The primary benefits of integration are as follows:
• Storage of images: Because DICOM images can be as big as 13 megabytes, it is advantageous to have the files supported on a separate server, or even stored off-site, but readily retrievable. Having to keep files of this size on the veterinary practice computer could have negative effects on performance.
• Billing and tracking services: Full integration with systems that can create a list of charges according to products and services (very similar to how many systems support reference laboratory services) will be very valuable in ensuring that proper fees are charged and reducing inputting errors.
• Seamless functionality: The more steps involved in a process, the less likely we are to take advantage of it. Most of us simply want to push a button and let the computer do the work!

Because filmless systems are relatively new to veterinary medicine, open format programs are still limited. Currently, there is a limited number of veterinary practice management software systems that fully integrate with PACS and read DICOM; it appears that in time more will follow.

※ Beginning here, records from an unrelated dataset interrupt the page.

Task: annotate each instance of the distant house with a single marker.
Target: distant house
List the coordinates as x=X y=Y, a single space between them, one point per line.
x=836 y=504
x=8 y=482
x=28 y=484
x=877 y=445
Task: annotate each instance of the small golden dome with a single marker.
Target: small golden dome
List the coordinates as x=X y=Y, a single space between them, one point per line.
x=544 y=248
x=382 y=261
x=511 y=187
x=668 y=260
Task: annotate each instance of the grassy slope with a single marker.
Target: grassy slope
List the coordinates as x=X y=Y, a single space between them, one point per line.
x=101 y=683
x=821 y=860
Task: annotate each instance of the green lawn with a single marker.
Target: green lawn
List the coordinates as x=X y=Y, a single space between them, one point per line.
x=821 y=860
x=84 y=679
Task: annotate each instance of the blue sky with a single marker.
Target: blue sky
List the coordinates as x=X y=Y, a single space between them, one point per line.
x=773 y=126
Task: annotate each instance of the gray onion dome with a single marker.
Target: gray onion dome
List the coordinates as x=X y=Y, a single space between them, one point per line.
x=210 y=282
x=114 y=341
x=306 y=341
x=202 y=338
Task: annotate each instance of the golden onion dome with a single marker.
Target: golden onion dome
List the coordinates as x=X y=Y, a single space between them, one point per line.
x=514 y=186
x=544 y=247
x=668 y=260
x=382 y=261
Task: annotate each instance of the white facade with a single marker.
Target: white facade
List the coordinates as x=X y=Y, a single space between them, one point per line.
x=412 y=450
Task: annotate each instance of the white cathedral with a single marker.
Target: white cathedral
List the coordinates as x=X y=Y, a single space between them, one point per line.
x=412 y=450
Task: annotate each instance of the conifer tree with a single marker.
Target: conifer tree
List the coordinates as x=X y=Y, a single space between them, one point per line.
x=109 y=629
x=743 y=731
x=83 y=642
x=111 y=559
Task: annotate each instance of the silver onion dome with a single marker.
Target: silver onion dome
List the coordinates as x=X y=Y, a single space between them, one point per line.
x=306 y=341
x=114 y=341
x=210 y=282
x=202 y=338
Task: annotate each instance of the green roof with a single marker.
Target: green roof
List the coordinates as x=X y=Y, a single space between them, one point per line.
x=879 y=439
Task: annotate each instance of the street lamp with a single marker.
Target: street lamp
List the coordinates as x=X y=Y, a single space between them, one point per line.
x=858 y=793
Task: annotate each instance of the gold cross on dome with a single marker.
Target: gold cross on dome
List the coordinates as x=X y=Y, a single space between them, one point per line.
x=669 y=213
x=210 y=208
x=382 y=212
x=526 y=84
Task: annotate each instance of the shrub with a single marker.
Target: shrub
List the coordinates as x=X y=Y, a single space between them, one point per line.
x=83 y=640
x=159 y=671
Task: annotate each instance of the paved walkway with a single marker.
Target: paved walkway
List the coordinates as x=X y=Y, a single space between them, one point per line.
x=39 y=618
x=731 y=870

Digital radiography causes dependence on the computer system. Reliability and support of the system are critical in making a purchasing decision. Radiology services are a significant component of most veterinary practices, thus the quality and performance of these systems are of utmost importance. Purchasers must thoroughly explore the available systems and how they perform. Redundant features must be built into the system to prevent loss of data, and it should require minimal maintenance. The reputation of the manufacturer and the level of service that will be provided after the sale must also be investigated. Remember: It's a dangerous practice to assume that all systems are created equal-do your homework, ask questions, and visit practices using the systems in which you are interested. The system's advantages and disadvantages are best demonstrated in real-life situations.

PACS and DICOM are standards developed for human medicine that could guide the veterinary profession in protecting users of imaging systems. These standards allay legal concerns, ensure compatibility with other systems, and allow freedom to make purchasing decisions that are not vendor-restrictive. Although discussions of digital radiography often center on image quality, storage and viewing features are equally important considerations; the storage and viewing software must be robust, flexible, and reliable.